Em 2012 os fundamentalistas Islâmicos capturaram Timbuktu, uma cidade cruzamento de línguas, o francês o árabe o inglês, o bambara e outras regionais (no filme falam-se seis idiomas) e culturas, a africana com um pé na islâmica, influenciada pelas europeias e árabes e o filme foi rodado nesta altura e neste ambiente. Timbuktu fica no Mali na África Ocidental, no extremo do Saara e é um antigo foco de erudição religiosa
O realizador Abderrahmane Sissako, é muçulmano da vizinha Mauritânia, e leva-nos a viver a realidade das populações tomadas pelos jihadistas lembrando-nos que enquanto no ocidente nos preocupamos com o próximo local longínquo a ser destruído, o drama do dia-a-dia, a violência, a repressão, o ódio, a humilhação e a morte são vividos pelas pessoas locais, a maioria das quais são muçulmanos.

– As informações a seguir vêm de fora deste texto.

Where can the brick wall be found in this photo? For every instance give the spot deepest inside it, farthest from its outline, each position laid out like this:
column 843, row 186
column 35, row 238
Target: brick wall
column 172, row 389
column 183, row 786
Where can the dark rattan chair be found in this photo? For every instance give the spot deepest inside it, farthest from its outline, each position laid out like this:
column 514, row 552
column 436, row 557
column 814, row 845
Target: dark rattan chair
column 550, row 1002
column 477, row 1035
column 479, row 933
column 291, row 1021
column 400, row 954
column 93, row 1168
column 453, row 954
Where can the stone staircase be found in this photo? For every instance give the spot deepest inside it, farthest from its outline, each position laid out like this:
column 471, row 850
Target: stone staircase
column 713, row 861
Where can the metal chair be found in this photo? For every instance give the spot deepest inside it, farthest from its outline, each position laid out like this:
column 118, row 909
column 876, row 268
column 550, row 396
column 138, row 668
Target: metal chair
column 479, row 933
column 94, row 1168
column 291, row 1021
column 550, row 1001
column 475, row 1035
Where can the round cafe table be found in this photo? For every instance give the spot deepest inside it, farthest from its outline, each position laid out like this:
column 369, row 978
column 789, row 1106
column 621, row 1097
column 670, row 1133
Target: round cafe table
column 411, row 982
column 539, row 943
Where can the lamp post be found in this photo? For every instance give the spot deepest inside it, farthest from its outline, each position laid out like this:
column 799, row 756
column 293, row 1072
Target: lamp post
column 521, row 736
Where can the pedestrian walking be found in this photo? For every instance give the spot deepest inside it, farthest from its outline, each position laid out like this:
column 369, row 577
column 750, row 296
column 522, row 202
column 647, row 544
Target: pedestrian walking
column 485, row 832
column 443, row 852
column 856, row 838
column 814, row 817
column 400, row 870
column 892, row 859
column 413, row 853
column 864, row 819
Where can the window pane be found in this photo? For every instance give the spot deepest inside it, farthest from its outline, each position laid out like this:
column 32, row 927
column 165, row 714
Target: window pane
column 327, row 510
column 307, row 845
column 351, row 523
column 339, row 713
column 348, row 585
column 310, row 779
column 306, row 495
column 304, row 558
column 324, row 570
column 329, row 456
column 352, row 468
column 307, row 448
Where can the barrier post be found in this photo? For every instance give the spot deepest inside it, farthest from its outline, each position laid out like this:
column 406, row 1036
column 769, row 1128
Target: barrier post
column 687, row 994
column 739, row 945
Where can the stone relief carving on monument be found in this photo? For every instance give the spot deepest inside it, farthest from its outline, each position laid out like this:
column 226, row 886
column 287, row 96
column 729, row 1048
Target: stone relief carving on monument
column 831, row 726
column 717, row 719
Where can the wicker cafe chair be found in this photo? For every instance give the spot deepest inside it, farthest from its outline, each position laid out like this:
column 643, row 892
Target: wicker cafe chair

Os jihadistas percorrem a cidade anunciando através do megafone que a sharia (lei islâmica) está em vigor, o que significa que é proibida a música, fumar, jogar futebol, mesmo a brincar, e as mulheres (habituadas às cores vivas habituais na África Ocidental), são obrigadas a cobrir cada centímetro de pele e a usar meias e luvas sob o calor subsaariano.
Mas é impossível controlar a liberdade da imaginação e numa cena fantástica assiste-se a um grupo de jovens que joga futebol sem bola, que lhes foi confiscada pela “autoridades”. Eles apenas imaginam que a têm e jogam como se tivessem.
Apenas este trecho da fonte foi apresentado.